Sunday, January 25, 2009

Advice for High School Artists

Juniors and seniors in high school are asked to make some pretty big decisions about the continuation of their education. For those students who want to pursue a degree in art, I offer some advice on how to prepare yourself while still in high school.

1. Take a broad range of art classes in school. I know that not all schools can offer a diverse range of art classes (I was lucky enough to have sculpture, photography {before digital - darkroom!} painting and drawing, and sculpture). If classes are limited, search for alternative spaces - art museums, private instructors, that offer other choices.

It is important to try as much as possible. Although you may KNOW you want to be a painter, learning to sculpt can help you better understand space. If you want to be a photographer, learning to draw could help you understand value range and the basic elements of composition, line, shapes, etc.

2. Take good care of and photograph your best work. Any school will want to see portfolio examples, and presentation is just as important as high caliber work. Save all of your good drawings and paintings, and mat those that need it. Talk to a local framer and see if you can get a deal as a student on matting some of your pieces.
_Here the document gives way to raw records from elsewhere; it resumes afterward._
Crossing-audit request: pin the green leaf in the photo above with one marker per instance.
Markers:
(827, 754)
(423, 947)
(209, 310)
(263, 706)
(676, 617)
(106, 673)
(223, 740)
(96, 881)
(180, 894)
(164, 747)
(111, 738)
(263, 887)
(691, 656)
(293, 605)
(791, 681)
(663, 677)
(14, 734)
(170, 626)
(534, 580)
3. Start attending art lectures or gallery exhibits, and take notes or sketch. As you become involved in an art career, your ability to talk about what is happening in the art world (present and past) will be very important. Listening to lectures on art can help you learn about the work and also how to talk about it.

There is also no substitute for seeing great art in person. While books may have fabulous reproductions, seeing a 10' x 40' painting in person is a different experience than seeing a 3" picture in a book.

4. Do research on the kind of art programs that are offered at the schools you are interested in - do they offer classes that build your basic understanding and give you the tools to become a great artist? Or do they jump into conceptual art the first semester?

This is an important factor to consider. I started at a school where, in the second semester, we were creating large installation pieces. For me, I knew I needed a better understanding of the fundamentals of art before jumping into conceptual work. I switched to a school that offered a solid course load of learning the fundamentals of all genres, and I felt better equipped to find my own voice with the tools I was learning.

5. Learn from a professional in the art world. There are great artists all around you. Many schools encourage art students to develop a mentor relationship with a local artist. I think this is a fabulous idea. Search the Internet for artists in your area, check out their work, and contact them. Let them know that you are interested in becoming an artist, and would like to see their work space and their art. If they cannot commit an entire semester to helping you, perhaps just a visit to their studio and a short interview could give you great insight.

A local artist I know mentors a high school student all year, and then hosts a solo show in her local gallery/studio space. This is an EXCELLENT item for your college application - a solo show!

6. Enter shows. Learn how to fill out an application form, photograph and present your work. Many student shows are free, some may have a small charge. Consider shipping costs if you are applying for shows far away...but there are many local opportunities I'm sure. If you get in - awesome! Be sure to keep records of who juried the show, and get a program if at all possible. If you don't get in, don't sweat it...rejection is part of the process, and let's face it - art is subjective and personal, and one juror's opinion is not the only opinion. But go see the show - see what got in!

Pursuing a degree in art is not right for everyone. But if it is your dream and your passion, then I encourage you to take a pro-active role in making it happen. Just creating great work is not enough - there are a lot of great artists out there. You need to make things happen for yourself. Get your work seen in shows, learn from local artists, and learn as much as you can about all kinds of genres and all kinds of artists, past and present.

If you have some advice for a high school artist, or if you are an artist and have a question, please comment!

4 comments:

Mel said...

Great advice. I wish I would have known someone like you when I was still in high school!!! I struggled making decisions about studying art and really never found anyone to help me out so I went to a community college and took TONS of art classes (which is why I still haven't graduated) and I finally moved on to a state university to finish my degree in art history. Studio art has always been my dream, but never seemed like a reality without somebody who knew this kind of stuff. I'm learning it all now though, finally!

Anyway, I discovered your blog on Etsy and I quite enjoy it : )

Jen said...

What great advice. Thanks for posting this!
-10oneworld

Karrie said...

Thank you from both of us!! Great advice :)

krystyna81 said...

you are all welcome...I think that if you CAN pursue what you love, that is a great gift. But Art can also be a minor, if a degree is not possible.

I will be adding more advice for beyond HS in the near future - I had so many great experiences, as well as some things I wish I had done differently.

But my goal is to encourage everyone who WANTS to try their best at art to have some helpful hints along the way.

ANd I, by no means, have all the answers - so if there are any tips you'd like to share, please do!